Смущенные, они вошли в юрту.

Когда они вошли, он не сошел со своего места у приоткрытой кошмы, велел им сесть на тот белый хулагидский ковер, поблагодарив за поздравление и подарки, и строго спросил:

- Поучаете?

- Во славу аллаха!

- Кого же?

- Нуждающихся в словах истины, назидания, веры.

- Назидаете?

Улемы промолчали.

Тимур искоса разглядывал их, столь несхожих, уроженцев различных мест. Были среди них иранцы из Тавриза, двое исфаганцев, араб из-под Бухары, собранные воедино в кровопролитной тесноте своего времени.
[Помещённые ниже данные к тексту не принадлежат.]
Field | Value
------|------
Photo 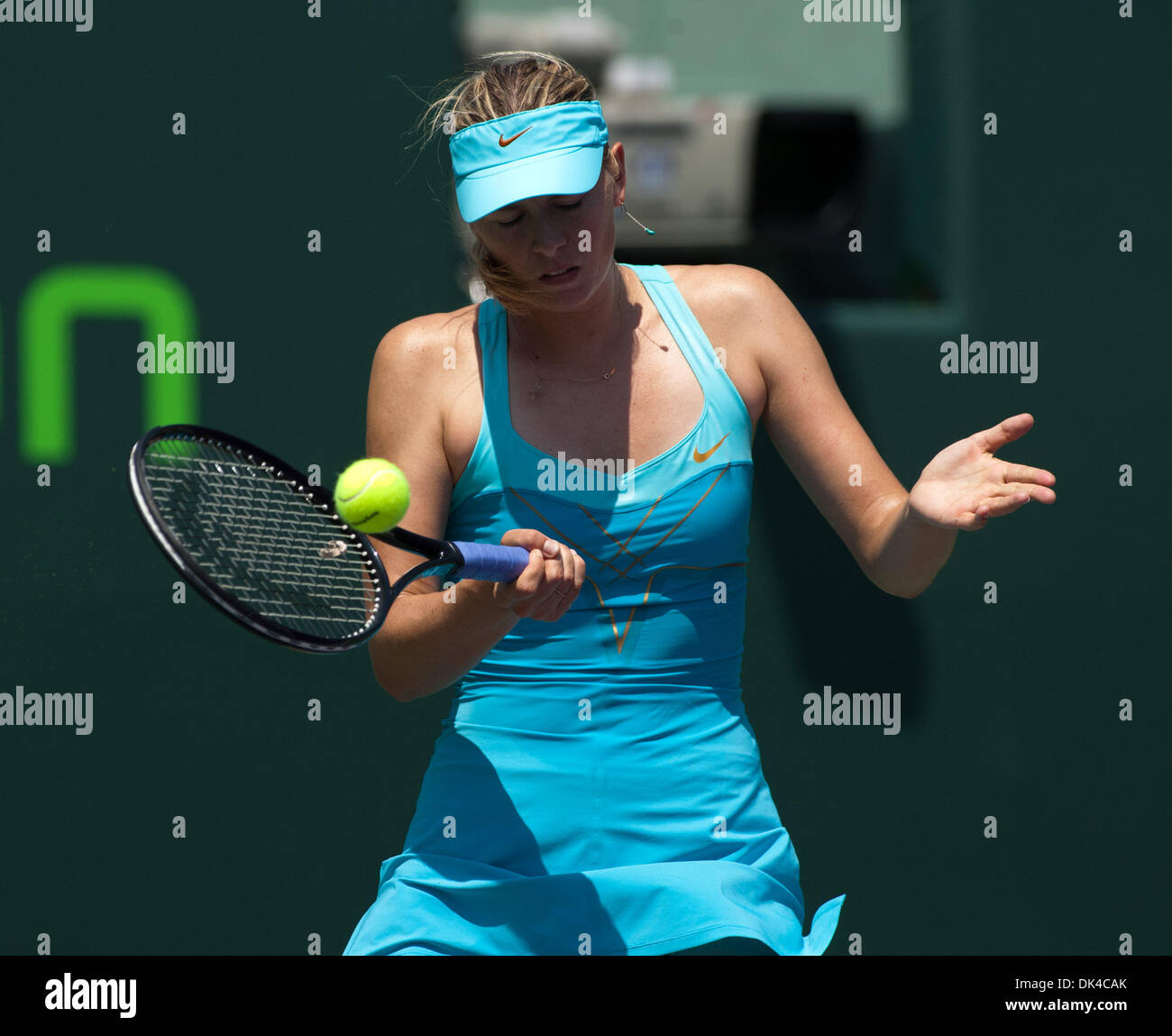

Все они были прославлены между людьми, но еще более между собой, пощажены в завоеванных городах или приглашены для украшения Тимурова стана, как Тимуровы сады бывали украшены павлинами или редкостными цветами.

Но были среди них и прибывшие сюда с войсками из Мавераннахра.

Величественнее других здесь высился самаркандский кадий, глава мулл, находившихся в войсках, Ходжа Абду-Джаббар бин Ходжа Насыр-аддин. Густобородый, прежде чем сказать слово, он с высоты своего роста медленно обращал к собеседнику круглые тяжелые, неповоротливые глаза, окаймленные кудрявыми ресницами, и долго молчал. Но, конечно, не тогда, когда стоял перед Повелителем. Он сочинял стихи, но втайне.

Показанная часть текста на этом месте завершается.